The Obama administration is "openly stepping up efforts" to detain and deport Central American refugees who came to the U.S. in 2014 in order to escape violence at home. The idea is to intimidate people out of coming here, but Alicia A. Caldwell has the latest details on exactly who Immigration and Customs Enforcement (ICE) is going after, people like 19-year-old Wildin David Guillen Acosta.
He said he came to the United States from Honduras by bus, car and on foot after a gang member threatened to kill him.
“I wouldn’t go out at night. He’d call me and say, ‘I’m going to kill you, I’m going to kill you,’ ” Acosta said in Spanish. “I told my mother and she told me to come to the United States.”
Acosta, speaking from an immigration jail in rural Georgia, said he was afraid to go home.
“I’m scared. I don’t want to go back. There’s a lot of violence, a lot of death,” Acosta said. “They’ll kill you for a telephone. How is this possible?”
How is this possible? This young man is a refugee, plain and simple. He fled Honduras for his life.
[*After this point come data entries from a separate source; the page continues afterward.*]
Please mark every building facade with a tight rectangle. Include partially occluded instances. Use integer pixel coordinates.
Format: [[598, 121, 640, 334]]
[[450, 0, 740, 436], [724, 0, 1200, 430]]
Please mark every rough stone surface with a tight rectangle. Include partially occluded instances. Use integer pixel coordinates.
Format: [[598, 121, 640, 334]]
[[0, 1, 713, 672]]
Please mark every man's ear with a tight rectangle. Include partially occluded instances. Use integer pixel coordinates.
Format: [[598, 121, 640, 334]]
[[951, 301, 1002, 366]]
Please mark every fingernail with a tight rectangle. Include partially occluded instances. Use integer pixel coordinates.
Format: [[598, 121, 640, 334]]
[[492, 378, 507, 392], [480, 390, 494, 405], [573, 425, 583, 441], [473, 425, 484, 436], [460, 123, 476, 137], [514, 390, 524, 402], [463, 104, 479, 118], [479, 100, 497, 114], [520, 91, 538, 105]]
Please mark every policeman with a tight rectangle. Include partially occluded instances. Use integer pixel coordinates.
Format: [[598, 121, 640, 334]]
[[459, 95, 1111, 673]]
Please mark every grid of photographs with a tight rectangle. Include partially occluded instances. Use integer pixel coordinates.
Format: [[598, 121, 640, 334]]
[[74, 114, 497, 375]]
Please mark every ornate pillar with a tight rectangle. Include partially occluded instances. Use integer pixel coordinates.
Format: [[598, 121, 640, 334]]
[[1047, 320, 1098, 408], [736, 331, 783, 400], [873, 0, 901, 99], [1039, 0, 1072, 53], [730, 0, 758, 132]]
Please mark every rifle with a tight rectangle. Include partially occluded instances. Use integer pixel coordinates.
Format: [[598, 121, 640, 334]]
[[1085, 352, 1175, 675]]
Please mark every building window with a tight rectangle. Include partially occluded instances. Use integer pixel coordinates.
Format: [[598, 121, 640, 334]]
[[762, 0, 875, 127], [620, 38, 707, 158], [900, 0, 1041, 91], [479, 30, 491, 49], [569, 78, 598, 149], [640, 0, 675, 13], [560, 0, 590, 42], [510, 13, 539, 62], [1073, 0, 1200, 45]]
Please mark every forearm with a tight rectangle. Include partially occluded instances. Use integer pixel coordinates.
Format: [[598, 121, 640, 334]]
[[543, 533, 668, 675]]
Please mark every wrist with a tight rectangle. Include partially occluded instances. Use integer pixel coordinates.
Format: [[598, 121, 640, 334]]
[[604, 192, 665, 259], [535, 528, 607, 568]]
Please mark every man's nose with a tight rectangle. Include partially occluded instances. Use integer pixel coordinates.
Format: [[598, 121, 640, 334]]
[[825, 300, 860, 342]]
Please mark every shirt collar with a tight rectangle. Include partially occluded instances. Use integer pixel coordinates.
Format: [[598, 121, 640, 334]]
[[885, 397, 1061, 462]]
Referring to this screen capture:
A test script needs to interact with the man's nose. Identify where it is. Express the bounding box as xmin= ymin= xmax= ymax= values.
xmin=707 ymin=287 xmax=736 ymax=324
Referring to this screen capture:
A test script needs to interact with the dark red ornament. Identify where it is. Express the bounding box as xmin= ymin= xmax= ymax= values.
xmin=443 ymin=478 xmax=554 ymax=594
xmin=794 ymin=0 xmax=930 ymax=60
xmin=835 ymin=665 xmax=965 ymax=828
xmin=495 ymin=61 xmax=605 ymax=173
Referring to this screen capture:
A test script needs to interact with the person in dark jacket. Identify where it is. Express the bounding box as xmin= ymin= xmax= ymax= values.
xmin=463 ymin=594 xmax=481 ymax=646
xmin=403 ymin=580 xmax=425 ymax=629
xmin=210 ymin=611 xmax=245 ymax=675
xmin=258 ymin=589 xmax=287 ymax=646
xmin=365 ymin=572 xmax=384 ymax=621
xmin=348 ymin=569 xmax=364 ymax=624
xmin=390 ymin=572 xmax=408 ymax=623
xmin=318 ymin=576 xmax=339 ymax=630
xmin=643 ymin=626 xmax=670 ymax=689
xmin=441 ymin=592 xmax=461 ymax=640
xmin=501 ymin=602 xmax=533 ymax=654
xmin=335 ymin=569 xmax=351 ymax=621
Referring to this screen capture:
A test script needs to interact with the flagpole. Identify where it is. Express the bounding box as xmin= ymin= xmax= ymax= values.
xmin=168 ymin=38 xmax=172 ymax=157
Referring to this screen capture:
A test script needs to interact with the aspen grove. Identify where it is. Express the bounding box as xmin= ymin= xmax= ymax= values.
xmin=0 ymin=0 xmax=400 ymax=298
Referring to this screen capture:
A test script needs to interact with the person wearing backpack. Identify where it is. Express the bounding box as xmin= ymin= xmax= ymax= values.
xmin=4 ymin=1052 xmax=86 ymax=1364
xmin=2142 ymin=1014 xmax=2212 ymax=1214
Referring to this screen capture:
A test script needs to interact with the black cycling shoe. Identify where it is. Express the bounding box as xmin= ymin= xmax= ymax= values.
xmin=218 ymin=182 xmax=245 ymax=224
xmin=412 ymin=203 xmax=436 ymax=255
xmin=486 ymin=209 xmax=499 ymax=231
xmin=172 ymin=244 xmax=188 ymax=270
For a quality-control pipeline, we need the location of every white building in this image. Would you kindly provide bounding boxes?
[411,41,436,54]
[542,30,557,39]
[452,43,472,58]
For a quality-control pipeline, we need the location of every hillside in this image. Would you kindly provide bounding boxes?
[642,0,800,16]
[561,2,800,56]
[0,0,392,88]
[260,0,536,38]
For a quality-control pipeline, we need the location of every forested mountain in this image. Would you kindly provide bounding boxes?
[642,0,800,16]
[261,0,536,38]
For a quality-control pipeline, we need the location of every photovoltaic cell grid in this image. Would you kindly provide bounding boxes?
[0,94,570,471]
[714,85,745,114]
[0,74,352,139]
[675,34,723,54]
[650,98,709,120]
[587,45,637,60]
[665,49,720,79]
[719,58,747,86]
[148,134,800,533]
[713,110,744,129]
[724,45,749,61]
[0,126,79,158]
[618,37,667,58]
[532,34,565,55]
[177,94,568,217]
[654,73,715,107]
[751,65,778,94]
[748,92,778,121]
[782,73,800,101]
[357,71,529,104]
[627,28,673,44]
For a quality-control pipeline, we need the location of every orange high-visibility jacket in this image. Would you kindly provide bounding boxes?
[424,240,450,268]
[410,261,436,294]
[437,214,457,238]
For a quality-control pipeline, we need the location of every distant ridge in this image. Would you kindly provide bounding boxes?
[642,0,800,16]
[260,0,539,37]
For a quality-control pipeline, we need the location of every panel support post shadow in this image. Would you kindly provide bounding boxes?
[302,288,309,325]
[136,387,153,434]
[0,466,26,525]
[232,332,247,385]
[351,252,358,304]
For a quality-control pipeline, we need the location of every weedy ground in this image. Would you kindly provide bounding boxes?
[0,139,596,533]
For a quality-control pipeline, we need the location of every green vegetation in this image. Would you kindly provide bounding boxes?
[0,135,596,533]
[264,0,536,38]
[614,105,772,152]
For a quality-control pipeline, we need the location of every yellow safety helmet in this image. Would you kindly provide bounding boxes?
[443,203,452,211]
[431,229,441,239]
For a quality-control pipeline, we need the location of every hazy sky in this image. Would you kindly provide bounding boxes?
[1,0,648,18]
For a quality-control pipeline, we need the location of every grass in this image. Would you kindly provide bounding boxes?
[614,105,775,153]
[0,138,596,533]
And unfortunately, he's not alone. More than 800 people who arrived as unaccompanied minors have already been deported since October. Meanwhile, the immigration group America's Voice has been sending out action alerts about teens detained by ICE who face deportation.
These kids aren't being picked up because they're committing crimes, they're routinely being targeted by ICE on their way to school. In fact, teachers at one school in North Carolina put together a video campaign urging ICE to release Acosta.